Democratic Progressive Party (DPP) Chairperson Tsai Ying-jeou (蔡英文) unveiled her education policy yesterday, pledging to implement a mandatory 12-year school program in one fell swoop if she is elected in January’s presidential election.
The compulsory education system now includes six years of elementary school and three years of junior-high school.
President Ma Ying-jeou’s (馬英九) administration has said it plans to expand compulsory education to 12 years by 2014, and will implement the plan in stages.
Tsai said that if she won in January, the DPP’s goal was to implement the expanded 12-year program at one time, rather than dividing it up in stages.
She said she hoped the next generation would be more cultured and enjoy a healthier educational environment than this generation has.

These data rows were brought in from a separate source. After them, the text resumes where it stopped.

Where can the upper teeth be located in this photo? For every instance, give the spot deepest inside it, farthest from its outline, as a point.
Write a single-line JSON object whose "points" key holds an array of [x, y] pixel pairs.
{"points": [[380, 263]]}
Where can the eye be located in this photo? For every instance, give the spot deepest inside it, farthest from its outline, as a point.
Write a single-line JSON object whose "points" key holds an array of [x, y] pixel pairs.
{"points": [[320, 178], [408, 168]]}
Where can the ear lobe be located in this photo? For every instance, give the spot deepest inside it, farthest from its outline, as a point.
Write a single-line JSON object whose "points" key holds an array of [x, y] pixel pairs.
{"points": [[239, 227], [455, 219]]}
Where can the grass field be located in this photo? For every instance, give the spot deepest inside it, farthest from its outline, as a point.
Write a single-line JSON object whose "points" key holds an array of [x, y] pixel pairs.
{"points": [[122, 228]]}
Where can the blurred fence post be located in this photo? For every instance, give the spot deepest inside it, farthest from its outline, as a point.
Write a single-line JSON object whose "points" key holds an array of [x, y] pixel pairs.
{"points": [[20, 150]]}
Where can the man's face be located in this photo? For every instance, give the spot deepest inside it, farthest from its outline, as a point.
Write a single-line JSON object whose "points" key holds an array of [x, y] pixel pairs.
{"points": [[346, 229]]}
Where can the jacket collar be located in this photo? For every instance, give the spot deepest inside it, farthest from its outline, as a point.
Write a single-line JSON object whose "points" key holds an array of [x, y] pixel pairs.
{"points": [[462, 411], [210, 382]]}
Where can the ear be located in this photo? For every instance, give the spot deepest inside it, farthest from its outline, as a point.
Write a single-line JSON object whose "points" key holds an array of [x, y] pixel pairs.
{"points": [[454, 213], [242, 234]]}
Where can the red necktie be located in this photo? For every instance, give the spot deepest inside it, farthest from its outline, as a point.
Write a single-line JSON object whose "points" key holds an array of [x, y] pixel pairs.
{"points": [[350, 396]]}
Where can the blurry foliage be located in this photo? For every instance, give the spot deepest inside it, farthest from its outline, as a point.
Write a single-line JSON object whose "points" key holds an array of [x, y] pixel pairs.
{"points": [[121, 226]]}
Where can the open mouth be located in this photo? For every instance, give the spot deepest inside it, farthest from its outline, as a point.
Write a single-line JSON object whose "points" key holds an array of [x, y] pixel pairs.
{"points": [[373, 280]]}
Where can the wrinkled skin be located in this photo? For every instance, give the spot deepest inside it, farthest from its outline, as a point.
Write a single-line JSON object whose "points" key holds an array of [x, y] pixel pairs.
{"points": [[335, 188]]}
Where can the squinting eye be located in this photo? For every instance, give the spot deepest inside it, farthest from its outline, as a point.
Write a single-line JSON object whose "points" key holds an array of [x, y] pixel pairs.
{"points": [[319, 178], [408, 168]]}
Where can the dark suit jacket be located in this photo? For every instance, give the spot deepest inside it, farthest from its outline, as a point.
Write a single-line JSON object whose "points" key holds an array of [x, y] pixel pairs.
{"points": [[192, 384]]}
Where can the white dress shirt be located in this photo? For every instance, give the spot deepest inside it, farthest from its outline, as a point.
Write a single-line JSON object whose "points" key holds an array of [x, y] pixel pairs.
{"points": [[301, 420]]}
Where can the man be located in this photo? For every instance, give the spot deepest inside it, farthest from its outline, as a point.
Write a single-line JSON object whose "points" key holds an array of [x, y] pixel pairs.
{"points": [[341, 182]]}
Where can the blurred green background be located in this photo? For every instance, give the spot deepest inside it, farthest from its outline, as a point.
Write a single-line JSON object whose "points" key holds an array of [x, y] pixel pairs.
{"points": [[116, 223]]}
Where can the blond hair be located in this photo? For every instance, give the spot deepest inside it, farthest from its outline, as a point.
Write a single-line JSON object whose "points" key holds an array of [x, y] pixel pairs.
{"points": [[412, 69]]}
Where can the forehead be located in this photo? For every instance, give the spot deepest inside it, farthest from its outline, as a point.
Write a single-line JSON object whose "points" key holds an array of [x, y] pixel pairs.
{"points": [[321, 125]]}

The DPP wants to provide an equal chance for education through subsidies and public policies, Tsai said, adding that it would focus its educational investment and student subsidies programs in remote and disadvantaged areas in order to reduce the gap between urban and rural areas as well as the gap between rich and poor.
The DPP program would also seek to gradually narrow the ratios of students going to public and private schools, she said.
Tsai’s educational policy would also promote international academic exchanges, including cross-strait programs as long as they do not undermine Taiwanese students’ benefits, the expansion of life-long education to the middle-aged and elderly, especially women, and -provide “course and syllabus adjustments” to develop materials that promote local humanities against a background of globalization.